Mais pour certains d'entre nous, cette micro-bourgeoisie composée de fils d'avocats, de médecins, de notaires, d'ingénieurs et de présidents de conseils d'administration était un cauchemar.
Ce l'était pour François. Et pour tant d'autres aussi. Même pour moi, à certains moments, puisque j'y ai joué tous les rôles. Leader et suiveux. Bourreau et victime. Tous les rôles, sauf celui de l'invisible, en fait. Celui qui était là sans y être. Seul sous la grande glissade d'hiver, à attendre impatiemment de retourner en classe: le seul endroit où l'école prenait un peu de sens.
J'écris ces lignes, les souvenirs affleurent et je tente de les chasser. J'ai honte. De ce que j'ai dit, de ce que j'ai fait. De ceux que j'ai ignorés. Je n'étais ni pire ni mieux que les autres. Seulement habité par la méchanceté bête de l'enfance, parfaitement universelle et immortelle. Tout aussi douloureuse qu'elle est banale.

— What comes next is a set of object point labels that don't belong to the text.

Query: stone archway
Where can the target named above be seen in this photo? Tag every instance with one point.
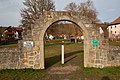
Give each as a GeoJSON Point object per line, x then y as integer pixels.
{"type": "Point", "coordinates": [35, 53]}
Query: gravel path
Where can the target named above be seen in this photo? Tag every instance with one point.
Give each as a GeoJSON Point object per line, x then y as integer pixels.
{"type": "Point", "coordinates": [68, 71]}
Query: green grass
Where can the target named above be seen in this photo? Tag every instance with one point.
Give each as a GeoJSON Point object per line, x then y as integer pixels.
{"type": "Point", "coordinates": [114, 43]}
{"type": "Point", "coordinates": [52, 56]}
{"type": "Point", "coordinates": [21, 74]}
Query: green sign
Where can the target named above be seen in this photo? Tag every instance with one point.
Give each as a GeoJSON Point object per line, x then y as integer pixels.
{"type": "Point", "coordinates": [95, 43]}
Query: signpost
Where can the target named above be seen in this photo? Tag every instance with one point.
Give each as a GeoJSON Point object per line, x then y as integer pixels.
{"type": "Point", "coordinates": [62, 52]}
{"type": "Point", "coordinates": [28, 44]}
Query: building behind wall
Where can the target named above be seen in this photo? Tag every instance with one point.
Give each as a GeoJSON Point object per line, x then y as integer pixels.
{"type": "Point", "coordinates": [114, 29]}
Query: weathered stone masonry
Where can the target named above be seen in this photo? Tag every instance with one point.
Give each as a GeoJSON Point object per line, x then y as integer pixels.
{"type": "Point", "coordinates": [32, 54]}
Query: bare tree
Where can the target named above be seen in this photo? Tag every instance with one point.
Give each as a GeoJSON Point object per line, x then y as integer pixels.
{"type": "Point", "coordinates": [86, 9]}
{"type": "Point", "coordinates": [33, 9]}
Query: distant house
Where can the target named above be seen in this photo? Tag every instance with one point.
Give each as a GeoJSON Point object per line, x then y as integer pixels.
{"type": "Point", "coordinates": [114, 29]}
{"type": "Point", "coordinates": [10, 33]}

C'est sans doute une des plus insidieuses violences: le rejet qui ne laisse aucune trace visible, qui ne te vole pas tes godasses ou ton manteau, qui ne te donne pas un oil au beurre noir. Le rejet qui te laisse trop seul au fond de toi-même, à vivre tes premières peines d'amour.

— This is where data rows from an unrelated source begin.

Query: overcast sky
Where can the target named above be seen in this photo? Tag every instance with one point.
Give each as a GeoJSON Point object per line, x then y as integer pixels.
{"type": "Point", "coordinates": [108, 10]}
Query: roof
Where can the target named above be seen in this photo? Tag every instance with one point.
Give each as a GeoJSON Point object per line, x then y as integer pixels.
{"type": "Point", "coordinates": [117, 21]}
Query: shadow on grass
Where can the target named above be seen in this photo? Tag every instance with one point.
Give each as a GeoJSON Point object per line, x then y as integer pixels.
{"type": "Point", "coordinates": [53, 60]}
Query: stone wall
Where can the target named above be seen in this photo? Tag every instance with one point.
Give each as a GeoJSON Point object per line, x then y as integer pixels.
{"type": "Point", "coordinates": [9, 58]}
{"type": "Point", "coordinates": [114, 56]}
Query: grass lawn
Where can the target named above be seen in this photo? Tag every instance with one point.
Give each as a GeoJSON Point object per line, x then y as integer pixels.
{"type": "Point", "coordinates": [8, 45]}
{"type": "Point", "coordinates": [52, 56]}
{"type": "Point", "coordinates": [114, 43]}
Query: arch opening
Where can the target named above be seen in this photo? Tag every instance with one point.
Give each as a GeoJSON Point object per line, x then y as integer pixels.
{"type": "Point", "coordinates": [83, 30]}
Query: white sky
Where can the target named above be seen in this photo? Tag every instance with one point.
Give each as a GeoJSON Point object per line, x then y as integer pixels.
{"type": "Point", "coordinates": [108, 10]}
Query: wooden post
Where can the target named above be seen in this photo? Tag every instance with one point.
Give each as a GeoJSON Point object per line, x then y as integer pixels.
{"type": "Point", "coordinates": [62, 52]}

Si si, des peines d'amour. Celles que l'on vit avec les amis, ou enfin, ceux dont on voudrait qu'ils soient nos amis, mais qui nous tassent du revers de la main, qui en choisissent un autre. Je me souviens d'un camp, un été, où j'ai été le souffre-douleur, où l'on m'avait mis à l'écart, où je les voyais se foutre de ma gueule. Je me rappelle la brûlure en voyant mon ami partir avec les autres, se moquant de moi pour faire partie de la bande. Première déchirure du cour, une peine d'amitié fait parfois plus mal qu'une peine de cour.
Ce qui ne m'a pas empêché d'infliger le même traitement à d'autres par la suite.
"Cette violence souvent gratuite, je crois bien, n'est qu'une façon pour les plus blessés de transposer aux autres ce qu'ils n'aiment pas voir en eux-mêmes: c'est-à-dire la faiblesse." Paklow! Pascale Bélanger qui m'a écrit à ce sujet appuie drette sur le bobo. Le mien. Le vôtre aussi, non?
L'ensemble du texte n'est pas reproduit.